Without the necessary preparation, freewriting simply burps shallow thought and reaction onto a page. If, however, a writer works from familiarity with the subject, freewriting can be spontaneous and insightful. Psychologist Mihály Csíkszentmihályi says people are “in flow” when they reach a “balance between ability level and challenge.” For many writers, freewriting seems to be that combination of goal, skill, and immersion in the moment that leads to flow.
Freewriting goes fast, so expect more typos and spelling errors than you might usually make. Don’t let knowing those are happening derail your flow of thought. You can fix them later.
No matter how pleasing the results of a freewriting session, the technique is more a warm up exercise than a final product. The writing needs cooling. When read again later, it will be easier to conduct a careful revision for what to keep, what to edit out, and what needs adding. Consider doing a reverse outline to think about how points might be (re)organized. Do additional research for whatever extra supporting material you have determined is needed.
When measuring the rhythm in a poem, a foot is the smallest unit of repetition. Associate the “foot” of poetry lines with your own foot as you tap out rhythms in song lyrics: whether you perform a series of both firm and soft taps or you tap only on an accent and not at all on the softer beats, you are measuring a foot with your foot!

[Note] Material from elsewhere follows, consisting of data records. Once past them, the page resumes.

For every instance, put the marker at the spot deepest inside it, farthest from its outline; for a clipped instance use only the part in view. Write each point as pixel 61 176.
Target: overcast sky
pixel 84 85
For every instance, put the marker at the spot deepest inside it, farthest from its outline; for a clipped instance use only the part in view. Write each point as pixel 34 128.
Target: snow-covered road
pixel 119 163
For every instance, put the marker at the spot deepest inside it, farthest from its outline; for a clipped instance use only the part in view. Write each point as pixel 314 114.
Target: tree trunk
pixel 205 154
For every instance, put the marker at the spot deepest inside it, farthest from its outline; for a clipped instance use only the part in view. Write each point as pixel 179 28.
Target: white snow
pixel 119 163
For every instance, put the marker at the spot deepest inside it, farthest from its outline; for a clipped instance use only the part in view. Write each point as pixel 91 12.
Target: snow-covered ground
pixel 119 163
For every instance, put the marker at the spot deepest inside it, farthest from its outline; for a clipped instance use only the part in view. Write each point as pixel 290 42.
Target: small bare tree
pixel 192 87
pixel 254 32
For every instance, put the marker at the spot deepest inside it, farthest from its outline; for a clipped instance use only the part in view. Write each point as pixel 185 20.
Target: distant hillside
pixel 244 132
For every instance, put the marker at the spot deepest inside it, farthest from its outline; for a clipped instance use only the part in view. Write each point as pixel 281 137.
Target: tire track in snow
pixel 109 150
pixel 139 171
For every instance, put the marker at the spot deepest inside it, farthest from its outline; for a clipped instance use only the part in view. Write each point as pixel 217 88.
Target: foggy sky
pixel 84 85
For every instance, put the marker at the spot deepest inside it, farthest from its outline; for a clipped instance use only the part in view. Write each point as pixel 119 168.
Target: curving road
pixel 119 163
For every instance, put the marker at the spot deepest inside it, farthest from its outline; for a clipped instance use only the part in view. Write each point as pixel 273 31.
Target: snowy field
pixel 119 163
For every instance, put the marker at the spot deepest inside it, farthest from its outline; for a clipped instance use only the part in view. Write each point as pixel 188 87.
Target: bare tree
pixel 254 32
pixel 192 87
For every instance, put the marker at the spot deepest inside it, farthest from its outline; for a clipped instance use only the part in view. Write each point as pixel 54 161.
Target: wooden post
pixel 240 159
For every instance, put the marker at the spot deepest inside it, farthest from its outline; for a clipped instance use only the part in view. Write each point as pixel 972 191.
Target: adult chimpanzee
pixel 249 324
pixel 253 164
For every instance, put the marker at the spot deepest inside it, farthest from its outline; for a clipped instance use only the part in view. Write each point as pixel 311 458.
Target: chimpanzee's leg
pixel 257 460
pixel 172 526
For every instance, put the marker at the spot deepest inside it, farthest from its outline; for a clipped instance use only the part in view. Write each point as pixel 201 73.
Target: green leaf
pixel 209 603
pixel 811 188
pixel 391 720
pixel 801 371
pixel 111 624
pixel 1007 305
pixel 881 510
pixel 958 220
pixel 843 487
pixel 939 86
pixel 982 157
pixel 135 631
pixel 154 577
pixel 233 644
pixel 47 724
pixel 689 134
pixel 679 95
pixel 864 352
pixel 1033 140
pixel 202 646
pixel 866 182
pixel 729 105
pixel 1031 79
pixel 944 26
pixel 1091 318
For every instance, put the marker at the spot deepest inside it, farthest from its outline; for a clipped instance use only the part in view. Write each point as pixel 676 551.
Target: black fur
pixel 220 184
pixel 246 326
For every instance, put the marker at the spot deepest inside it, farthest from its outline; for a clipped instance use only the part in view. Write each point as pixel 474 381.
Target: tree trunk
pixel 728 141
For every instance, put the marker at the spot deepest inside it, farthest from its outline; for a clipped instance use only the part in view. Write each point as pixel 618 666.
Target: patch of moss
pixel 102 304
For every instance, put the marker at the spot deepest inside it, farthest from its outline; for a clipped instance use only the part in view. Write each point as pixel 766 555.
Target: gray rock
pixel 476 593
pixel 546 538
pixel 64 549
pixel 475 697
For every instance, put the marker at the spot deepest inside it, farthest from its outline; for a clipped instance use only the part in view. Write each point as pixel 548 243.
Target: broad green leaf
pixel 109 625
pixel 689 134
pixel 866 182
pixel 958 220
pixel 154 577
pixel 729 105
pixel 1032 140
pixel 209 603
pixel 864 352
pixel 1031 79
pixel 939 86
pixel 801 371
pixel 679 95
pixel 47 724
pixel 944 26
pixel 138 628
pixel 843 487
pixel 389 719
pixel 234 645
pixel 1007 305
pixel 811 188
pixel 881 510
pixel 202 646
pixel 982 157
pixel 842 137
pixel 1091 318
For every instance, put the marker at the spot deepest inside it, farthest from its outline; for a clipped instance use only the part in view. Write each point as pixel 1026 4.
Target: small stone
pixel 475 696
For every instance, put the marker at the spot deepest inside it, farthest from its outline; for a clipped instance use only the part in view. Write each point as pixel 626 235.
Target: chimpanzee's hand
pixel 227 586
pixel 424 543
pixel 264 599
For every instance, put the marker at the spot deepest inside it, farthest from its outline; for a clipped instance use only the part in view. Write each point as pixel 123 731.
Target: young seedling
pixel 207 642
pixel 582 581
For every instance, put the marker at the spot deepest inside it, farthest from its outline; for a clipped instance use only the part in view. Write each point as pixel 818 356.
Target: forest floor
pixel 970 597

How about a very old tune as an example? First, sing it without tapping your feet:
I’VE been WORKing ON the RAILroad ALL the LIVE long DAY
Now go back and add the toe tapping. Did you find your toes counting out more than just the accents? Your tapping was counting the music beats and not just those of the words. Poems also have some musicality. Scholars consider the musicality of voice and the length of the sound as components of meter.
Here’s a verse where the foot is four beats with the accent on the first and fourth:
RO·ses are RED/ VI·o·lets BLUE/ SUG·ar is SWEET/ AND so are YOU
And here’s another verse, this time a pop song*, with a similar foot:
LOOK at the STARS/ LOOK how they SHINE/ FOR you/ AND every·thing YOU/DO/ YEAH they were ALL/ YELL·ow …
Notice the variations on the foot? Musicians call this “syncopation.” In this example, the lyrical foot is shortened at “for you” and even more so at “do.” The resulting stumble in rhythm calls attention to the wording and consequently, to the song’s lyrics.
Go back to your chapter reading. Can you now see that all the terms for metrical feet and metrical lines are there less to be a torture and more to help you be very specific about describing a poem’s rhythmic flow?
* Coldplay. “Yellow.” Parachutes. Liverpool: Parlophone, 2000. CD.